Hi,
I have a server with two Tesla M2050 cards that seems to have some problems with one of the cards. This is what the bandwidthTest program from the SDK samples reports:
Device 0: Tesla M2050
Quick Mode
Host to Device Bandwidth, 1 Device(s), Paged memory
Transfer Size (Bytes) Bandwidth(MB/s)
33554432 2829.0
Device to Host Bandwidth, 1 Device(s), Paged memory
Transfer Size (Bytes) Bandwidth(MB/s)
33554432 2225.8
Device to Device Bandwidth, 1 Device(s)
Transfer Size (Bytes) Bandwidth(MB/s)
33554432 85649.8
Device 1: Tesla M2050
Quick Mode
Host to Device Bandwidth, 1 Device(s), Paged memory
Transfer Size (Bytes) Bandwidth(MB/s)
33554432 386.6
Device to Host Bandwidth, 1 Device(s), Paged memory
Transfer Size (Bytes) Bandwidth(MB/s)
33554432 396.9
Device to Device Bandwidth, 1 Device(s)
Transfer Size (Bytes) Bandwidth(MB/s)
33554432 85610.2
As you can see the bandwidth for the second card is significantly lower than the first card.

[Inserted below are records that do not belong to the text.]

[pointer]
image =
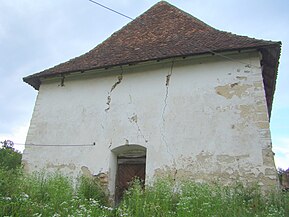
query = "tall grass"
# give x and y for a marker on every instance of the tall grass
(54, 195)
(192, 199)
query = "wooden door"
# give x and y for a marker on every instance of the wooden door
(126, 172)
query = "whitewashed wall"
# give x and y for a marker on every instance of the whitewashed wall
(202, 118)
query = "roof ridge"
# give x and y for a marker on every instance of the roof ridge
(162, 31)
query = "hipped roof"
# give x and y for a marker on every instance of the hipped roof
(162, 32)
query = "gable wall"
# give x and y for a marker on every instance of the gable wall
(201, 118)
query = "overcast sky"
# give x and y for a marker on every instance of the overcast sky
(38, 34)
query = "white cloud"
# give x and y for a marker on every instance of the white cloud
(281, 149)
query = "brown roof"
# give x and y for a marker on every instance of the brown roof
(163, 31)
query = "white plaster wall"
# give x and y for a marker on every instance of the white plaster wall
(202, 118)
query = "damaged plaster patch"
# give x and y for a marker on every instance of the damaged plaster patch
(119, 79)
(61, 166)
(85, 171)
(133, 119)
(235, 89)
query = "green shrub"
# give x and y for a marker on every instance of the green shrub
(9, 157)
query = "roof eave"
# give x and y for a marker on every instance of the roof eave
(35, 79)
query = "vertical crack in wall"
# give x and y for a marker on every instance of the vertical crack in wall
(119, 79)
(133, 119)
(168, 78)
(62, 81)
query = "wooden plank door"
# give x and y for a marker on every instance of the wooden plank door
(126, 172)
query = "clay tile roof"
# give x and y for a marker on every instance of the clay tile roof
(163, 31)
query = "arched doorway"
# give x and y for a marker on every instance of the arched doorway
(131, 164)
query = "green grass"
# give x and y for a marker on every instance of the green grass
(54, 195)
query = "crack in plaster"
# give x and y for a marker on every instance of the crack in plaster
(62, 81)
(133, 119)
(168, 78)
(119, 79)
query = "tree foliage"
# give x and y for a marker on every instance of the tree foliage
(10, 158)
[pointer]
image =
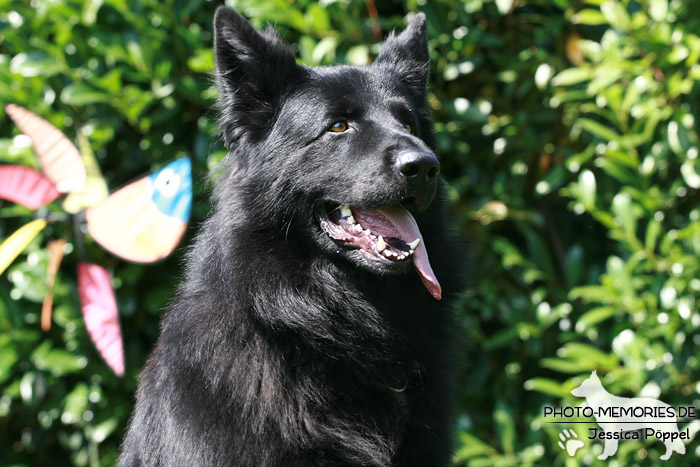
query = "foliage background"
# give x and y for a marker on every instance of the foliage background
(567, 130)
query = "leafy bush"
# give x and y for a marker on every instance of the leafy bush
(567, 131)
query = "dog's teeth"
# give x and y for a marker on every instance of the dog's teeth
(381, 244)
(414, 244)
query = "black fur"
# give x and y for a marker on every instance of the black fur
(282, 349)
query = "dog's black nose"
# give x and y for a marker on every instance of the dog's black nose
(419, 167)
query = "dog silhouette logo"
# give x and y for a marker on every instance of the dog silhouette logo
(630, 418)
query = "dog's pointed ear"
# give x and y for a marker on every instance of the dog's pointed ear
(253, 68)
(407, 53)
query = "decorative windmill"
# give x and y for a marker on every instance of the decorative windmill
(142, 222)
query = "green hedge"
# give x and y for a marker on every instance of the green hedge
(567, 131)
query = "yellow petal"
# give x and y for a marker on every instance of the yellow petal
(95, 186)
(18, 241)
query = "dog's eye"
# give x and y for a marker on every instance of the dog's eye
(339, 127)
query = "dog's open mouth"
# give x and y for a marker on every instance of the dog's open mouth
(389, 236)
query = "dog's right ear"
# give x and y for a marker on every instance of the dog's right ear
(253, 69)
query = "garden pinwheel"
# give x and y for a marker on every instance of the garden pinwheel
(142, 222)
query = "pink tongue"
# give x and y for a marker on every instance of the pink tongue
(408, 231)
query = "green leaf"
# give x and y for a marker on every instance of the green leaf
(598, 129)
(589, 17)
(75, 404)
(594, 316)
(658, 9)
(574, 266)
(616, 14)
(60, 362)
(505, 425)
(82, 94)
(573, 76)
(35, 64)
(104, 429)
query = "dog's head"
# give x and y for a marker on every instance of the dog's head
(589, 386)
(339, 154)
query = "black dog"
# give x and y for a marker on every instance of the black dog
(303, 335)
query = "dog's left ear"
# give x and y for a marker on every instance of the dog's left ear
(253, 69)
(407, 54)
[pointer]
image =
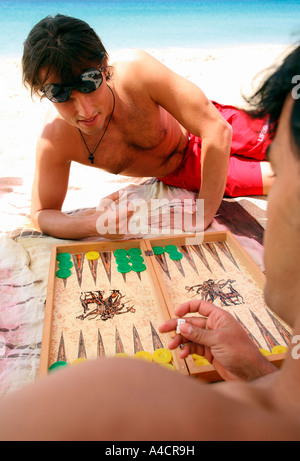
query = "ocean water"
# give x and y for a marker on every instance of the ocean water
(154, 24)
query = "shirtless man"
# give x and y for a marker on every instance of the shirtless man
(133, 117)
(124, 399)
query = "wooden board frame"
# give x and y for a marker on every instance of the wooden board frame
(208, 372)
(159, 290)
(84, 247)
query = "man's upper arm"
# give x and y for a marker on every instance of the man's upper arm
(51, 177)
(184, 100)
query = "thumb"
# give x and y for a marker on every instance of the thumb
(197, 335)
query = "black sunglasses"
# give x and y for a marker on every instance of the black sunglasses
(87, 82)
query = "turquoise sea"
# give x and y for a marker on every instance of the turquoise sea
(153, 24)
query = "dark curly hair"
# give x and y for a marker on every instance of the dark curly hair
(62, 45)
(269, 99)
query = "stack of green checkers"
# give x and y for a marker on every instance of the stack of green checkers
(129, 260)
(172, 250)
(64, 264)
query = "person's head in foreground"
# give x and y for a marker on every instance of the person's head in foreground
(112, 399)
(280, 97)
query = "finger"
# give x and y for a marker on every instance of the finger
(197, 335)
(191, 348)
(202, 307)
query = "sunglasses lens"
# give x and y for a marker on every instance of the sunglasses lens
(90, 81)
(57, 92)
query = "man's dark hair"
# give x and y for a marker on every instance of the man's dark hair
(63, 46)
(270, 97)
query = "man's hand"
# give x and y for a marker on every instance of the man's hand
(113, 215)
(219, 337)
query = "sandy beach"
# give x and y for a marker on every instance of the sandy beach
(222, 74)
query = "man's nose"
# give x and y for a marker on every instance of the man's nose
(84, 104)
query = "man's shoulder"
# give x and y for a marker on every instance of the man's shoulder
(131, 63)
(128, 56)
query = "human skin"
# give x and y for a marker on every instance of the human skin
(128, 399)
(155, 109)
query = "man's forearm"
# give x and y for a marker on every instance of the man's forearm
(214, 168)
(60, 225)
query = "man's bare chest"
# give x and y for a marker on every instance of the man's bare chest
(138, 146)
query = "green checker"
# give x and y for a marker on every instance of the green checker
(170, 248)
(134, 252)
(123, 268)
(122, 260)
(63, 256)
(176, 255)
(138, 267)
(157, 250)
(136, 259)
(67, 264)
(63, 273)
(120, 252)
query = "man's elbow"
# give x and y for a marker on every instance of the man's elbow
(225, 130)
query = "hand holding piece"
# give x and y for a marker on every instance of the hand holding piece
(218, 336)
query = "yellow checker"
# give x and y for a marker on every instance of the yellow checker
(201, 361)
(91, 255)
(279, 349)
(264, 352)
(143, 355)
(162, 356)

I’ve tried running nvidia-settings to see which PCIe interfaces they are connected to, but have not managed to do so since the server doesn’t run an X server (and the screen is connected to a Matrox card also). They should both be connected to 16x PCIe 2.0 interfaces though, since the server uses the Intel 5500/5520 chipset. The server is running ArchLinux 64-bit with the 260.19.29 NVIDIA driver and CUDA 3.2.16. Both the GPUs are set to exclusive mode.
If anyone can offer any help in this matter I would be very grateful. The server is used for research, and consistent results are quite important.